In the arena of contemporary art, during the past decade, we were able to witness the stimulating and very significant discourse, both academic and public, concerning the position and perspectives of the engaging phenomenon of street art. While the discourse continues, we are asking ourselves the questions concerning the field of popular culture, artist’s identities and new aesthetics which is coming to life through various forms of artistic expression. It is inevitable that this kind of situation would bring young and talented artists to the surface of the discussion. It would seem that the question which appears as the constant in this never-ending story shows itself as follows: Are we talking about art or the hype transpired by the nature of popular culture?
It’s Bambi’s turn to face the reality of the aforementioned question. But, first thing’s first: Who is Bambi? There have been rumors that Bambi was once a successful recording artist. In this regard, gossips referring to singers Paloma Faith or M.I.A, as well as Adele and Geri Halliwell have been appearing in the realm of social media recently. Still, the artist from London, already referred to by the media as female Banksy, keeps her identity hidden. According to her recent statement, anonymity is rooted in two important stances – security and creative freedom. She went on to say that there seems to be a great divide between the “dirty and smelly” process of art making and the spaces where art is being shown. Perhaps it could be argued that the artist herself has become aware of the possible dual nature of her artwork – one part of it, which is born in the public urban space and, the other, which has come to be the integral part of not only the international market, but more importantly the vastness of popular culture. Therefore, let us return to the question at hand. Perhaps the answer could be hidden somewhere between the notions of rebellion and stardom
Why would this constitute an important duality? If the market value of pieces created by street artists reaches high prices, doesn’t that mean that the social commentary of artwork can find its way to a broader audience? After all, Bambi is an artist who draws inspiration from the popular culture. This is the realm where Bambi wants her voice to be heard. Bambi has built her reputation on celebrity homage as well as the socially and culturally significant pieces. After all, the rebellious nature of street art reflected in the creative process which involves lawbreaking, as well as the symbolic resistance directed to the notions of mainstream is very much present in the work of Bambi.

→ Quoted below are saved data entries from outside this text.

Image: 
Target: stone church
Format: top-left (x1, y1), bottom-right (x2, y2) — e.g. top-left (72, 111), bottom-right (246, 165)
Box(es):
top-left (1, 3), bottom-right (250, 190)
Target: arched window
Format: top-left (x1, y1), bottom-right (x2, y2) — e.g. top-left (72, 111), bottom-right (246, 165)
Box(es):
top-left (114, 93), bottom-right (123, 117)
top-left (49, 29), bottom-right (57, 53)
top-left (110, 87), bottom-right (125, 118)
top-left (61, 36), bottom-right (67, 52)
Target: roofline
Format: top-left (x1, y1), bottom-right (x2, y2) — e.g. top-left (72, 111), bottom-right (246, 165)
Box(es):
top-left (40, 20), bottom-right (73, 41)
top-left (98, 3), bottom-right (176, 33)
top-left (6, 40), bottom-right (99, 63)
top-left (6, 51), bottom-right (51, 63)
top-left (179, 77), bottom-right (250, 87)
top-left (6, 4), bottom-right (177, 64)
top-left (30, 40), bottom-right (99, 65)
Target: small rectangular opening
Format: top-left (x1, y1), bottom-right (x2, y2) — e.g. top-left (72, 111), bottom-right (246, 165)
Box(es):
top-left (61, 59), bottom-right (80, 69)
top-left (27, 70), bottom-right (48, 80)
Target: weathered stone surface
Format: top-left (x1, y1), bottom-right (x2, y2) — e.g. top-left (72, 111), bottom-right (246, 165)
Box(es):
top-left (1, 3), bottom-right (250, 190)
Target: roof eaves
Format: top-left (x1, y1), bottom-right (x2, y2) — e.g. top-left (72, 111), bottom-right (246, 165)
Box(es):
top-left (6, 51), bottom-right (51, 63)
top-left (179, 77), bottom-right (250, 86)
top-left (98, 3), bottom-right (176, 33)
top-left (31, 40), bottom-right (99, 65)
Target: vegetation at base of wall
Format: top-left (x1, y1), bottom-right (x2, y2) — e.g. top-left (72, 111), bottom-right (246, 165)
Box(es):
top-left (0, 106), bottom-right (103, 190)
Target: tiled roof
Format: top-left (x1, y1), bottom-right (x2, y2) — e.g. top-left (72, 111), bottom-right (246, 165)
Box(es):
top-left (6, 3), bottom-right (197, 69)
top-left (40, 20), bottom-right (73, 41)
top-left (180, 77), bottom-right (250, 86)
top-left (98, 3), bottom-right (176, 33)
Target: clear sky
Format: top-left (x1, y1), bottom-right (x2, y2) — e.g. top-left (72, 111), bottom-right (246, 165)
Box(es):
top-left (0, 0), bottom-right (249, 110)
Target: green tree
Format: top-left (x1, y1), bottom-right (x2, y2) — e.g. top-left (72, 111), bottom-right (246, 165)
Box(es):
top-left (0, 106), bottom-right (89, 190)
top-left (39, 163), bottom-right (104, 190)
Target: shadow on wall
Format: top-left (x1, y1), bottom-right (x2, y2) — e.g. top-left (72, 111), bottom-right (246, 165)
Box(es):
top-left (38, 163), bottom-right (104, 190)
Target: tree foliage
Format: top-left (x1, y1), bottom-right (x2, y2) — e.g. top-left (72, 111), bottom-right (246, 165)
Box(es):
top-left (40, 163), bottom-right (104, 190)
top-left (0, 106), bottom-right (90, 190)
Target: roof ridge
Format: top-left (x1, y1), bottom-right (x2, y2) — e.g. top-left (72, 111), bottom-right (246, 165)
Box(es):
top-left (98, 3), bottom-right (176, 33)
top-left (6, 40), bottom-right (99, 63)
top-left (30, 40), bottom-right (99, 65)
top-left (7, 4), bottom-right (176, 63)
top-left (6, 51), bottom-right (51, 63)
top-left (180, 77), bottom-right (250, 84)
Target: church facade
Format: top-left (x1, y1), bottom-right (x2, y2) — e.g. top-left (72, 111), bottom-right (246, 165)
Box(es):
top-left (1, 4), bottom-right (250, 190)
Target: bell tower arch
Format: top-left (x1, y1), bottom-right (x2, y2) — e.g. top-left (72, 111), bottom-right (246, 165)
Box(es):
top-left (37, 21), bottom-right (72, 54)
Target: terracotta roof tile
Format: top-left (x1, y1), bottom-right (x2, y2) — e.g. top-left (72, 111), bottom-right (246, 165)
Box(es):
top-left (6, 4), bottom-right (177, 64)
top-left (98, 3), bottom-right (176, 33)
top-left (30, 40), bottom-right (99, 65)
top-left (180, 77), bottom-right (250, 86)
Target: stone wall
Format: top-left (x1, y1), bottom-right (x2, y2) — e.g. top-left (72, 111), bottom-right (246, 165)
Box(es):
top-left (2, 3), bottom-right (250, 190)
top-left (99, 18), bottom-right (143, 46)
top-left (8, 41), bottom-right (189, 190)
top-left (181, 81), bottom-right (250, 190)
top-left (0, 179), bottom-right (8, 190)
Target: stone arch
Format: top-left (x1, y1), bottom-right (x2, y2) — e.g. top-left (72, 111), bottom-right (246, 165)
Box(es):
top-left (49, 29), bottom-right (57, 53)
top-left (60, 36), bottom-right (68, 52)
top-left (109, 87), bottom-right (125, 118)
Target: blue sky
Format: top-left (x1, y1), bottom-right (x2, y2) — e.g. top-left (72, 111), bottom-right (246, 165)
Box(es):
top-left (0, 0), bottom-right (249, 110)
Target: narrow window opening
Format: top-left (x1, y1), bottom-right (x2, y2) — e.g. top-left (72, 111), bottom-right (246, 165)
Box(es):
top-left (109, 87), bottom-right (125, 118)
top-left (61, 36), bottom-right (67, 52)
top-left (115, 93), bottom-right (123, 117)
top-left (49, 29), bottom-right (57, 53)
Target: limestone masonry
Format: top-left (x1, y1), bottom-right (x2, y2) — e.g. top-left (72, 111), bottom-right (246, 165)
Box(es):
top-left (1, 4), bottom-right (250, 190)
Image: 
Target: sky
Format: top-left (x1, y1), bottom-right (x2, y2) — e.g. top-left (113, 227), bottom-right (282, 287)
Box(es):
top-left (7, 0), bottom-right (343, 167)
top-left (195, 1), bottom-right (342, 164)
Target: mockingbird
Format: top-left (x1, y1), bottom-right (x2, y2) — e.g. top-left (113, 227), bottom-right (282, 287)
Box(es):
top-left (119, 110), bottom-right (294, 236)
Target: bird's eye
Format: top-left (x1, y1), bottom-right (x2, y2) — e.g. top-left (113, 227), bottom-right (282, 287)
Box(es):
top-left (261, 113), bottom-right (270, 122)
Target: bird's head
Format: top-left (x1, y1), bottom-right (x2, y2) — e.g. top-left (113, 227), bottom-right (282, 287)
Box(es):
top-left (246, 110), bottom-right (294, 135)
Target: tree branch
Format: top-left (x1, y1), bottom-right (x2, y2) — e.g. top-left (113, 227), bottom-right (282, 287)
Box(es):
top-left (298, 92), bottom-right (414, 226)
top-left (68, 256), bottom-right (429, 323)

In this regard, perhaps Bambi’s practice isn’t that much different than that of Banksy. Is this the inevitable path for a successful street artist – from rebellion to the pop culture adoration?

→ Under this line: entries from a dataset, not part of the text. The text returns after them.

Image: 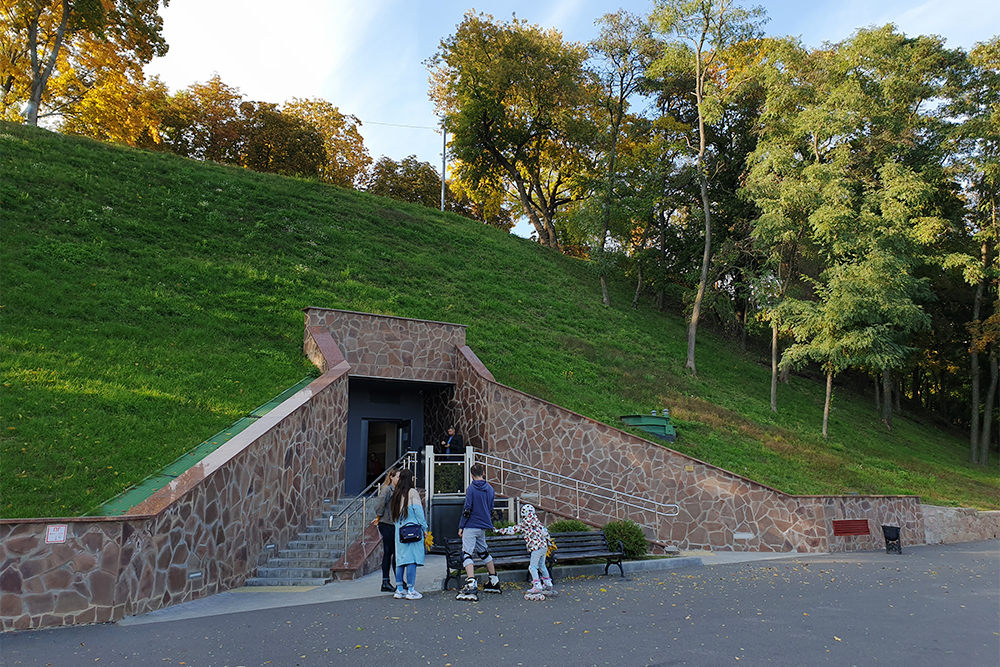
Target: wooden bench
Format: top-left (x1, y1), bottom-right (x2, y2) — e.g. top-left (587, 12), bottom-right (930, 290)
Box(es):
top-left (832, 519), bottom-right (870, 536)
top-left (550, 531), bottom-right (625, 577)
top-left (443, 535), bottom-right (540, 590)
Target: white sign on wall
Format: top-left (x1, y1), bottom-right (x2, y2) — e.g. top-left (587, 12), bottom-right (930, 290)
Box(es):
top-left (45, 524), bottom-right (68, 544)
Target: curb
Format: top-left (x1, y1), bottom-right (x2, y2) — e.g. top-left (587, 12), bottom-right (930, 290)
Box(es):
top-left (445, 556), bottom-right (704, 589)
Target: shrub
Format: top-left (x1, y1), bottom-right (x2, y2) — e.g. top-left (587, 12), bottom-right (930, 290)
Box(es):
top-left (547, 519), bottom-right (592, 533)
top-left (602, 519), bottom-right (648, 559)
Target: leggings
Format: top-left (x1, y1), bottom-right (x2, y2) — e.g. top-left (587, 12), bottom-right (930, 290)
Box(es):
top-left (378, 522), bottom-right (396, 581)
top-left (529, 547), bottom-right (550, 581)
top-left (396, 563), bottom-right (417, 590)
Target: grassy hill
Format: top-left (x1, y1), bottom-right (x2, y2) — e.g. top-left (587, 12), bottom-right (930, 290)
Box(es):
top-left (1, 121), bottom-right (996, 520)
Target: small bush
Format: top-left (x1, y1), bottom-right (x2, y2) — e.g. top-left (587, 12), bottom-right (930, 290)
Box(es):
top-left (547, 519), bottom-right (592, 533)
top-left (603, 519), bottom-right (647, 559)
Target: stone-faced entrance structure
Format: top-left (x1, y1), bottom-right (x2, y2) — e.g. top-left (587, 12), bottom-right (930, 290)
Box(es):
top-left (2, 308), bottom-right (996, 631)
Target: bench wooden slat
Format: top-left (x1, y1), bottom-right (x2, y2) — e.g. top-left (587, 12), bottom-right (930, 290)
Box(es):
top-left (550, 531), bottom-right (625, 577)
top-left (832, 519), bottom-right (870, 536)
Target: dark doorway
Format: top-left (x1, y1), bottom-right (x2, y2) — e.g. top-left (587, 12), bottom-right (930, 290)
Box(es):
top-left (363, 419), bottom-right (411, 490)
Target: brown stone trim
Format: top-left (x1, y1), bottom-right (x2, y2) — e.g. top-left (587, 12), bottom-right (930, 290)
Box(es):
top-left (457, 345), bottom-right (495, 382)
top-left (124, 362), bottom-right (350, 519)
top-left (303, 307), bottom-right (468, 330)
top-left (307, 326), bottom-right (349, 373)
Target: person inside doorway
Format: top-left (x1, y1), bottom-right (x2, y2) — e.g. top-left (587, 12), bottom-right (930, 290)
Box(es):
top-left (440, 426), bottom-right (464, 459)
top-left (367, 452), bottom-right (385, 488)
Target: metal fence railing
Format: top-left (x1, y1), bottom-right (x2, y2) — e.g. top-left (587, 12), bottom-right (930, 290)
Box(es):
top-left (475, 452), bottom-right (679, 542)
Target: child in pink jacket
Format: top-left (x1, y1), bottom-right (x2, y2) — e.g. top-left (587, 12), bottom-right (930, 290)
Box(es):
top-left (497, 504), bottom-right (556, 599)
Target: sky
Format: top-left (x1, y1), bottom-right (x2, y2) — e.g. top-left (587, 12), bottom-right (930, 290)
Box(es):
top-left (144, 0), bottom-right (998, 235)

Bambi’s piece from 2010, titled Hero to Zero, depicting an aggressive young man with a chained dog resonates a strong sentiment which refers to an ex-British soldier who had become mentally unstable after the return from war-torn Afghanistan. The piece called Rude Pope brings to light an equally intriguing and, in a way distressful, contemporary social commentary. Also, it could be argued that some of her artwork which pays tribute to different celebrities actually constitutes a deeper interaction which she aspires to achieve with popular culture. It is certain, however, that the I Wish piece, which depicts a little girl and a list of wishes, resonates a greatly personal message wrapped in straightforward symbolism.
On the other hand, Bambi has become a sought after artist among celebrities. It was, in fact, the moment when Kanye West presented the Perfect B*tch piece to his bride to be, which depicted Kim Kardashian, when Bambi became a global pop phenomenon. Soon enough, other commissions were coming her way, including the portrait commissioned by actress Michell Rodriguez for her then girlfriend as well as portraits commissioned by Brad Pitt. Her artwork was bought by Robbie Williams in 2012 and the list of celebrities who are fans of Bambi also includes Adele and Harry Styles of One direction, to name a few.
This is the question that comes to life not only in the presence of Bambi, but street artists around the world: Are we coming to a point when street art’s energy is beginning to fade away? If it is up to the judgment of the author of these lines, the answer would indubitably be No. After all, we have argued many a times here that street art is more than a movement, more than a subversive culture and that it will probably continue to exist for years to come… However, there is the issue that has been proven so many times by the power of historic discourses: movements tend to reach a critical point, after which they transform or become artifacts of the times gone by… Perhaps the story of Bambi has once again brought to the spotlight the fear of the great tidal wave of popular culture overwhelming the potential which resides in the phenomenon of street art. Is this a justifiable fear? What is next for street art?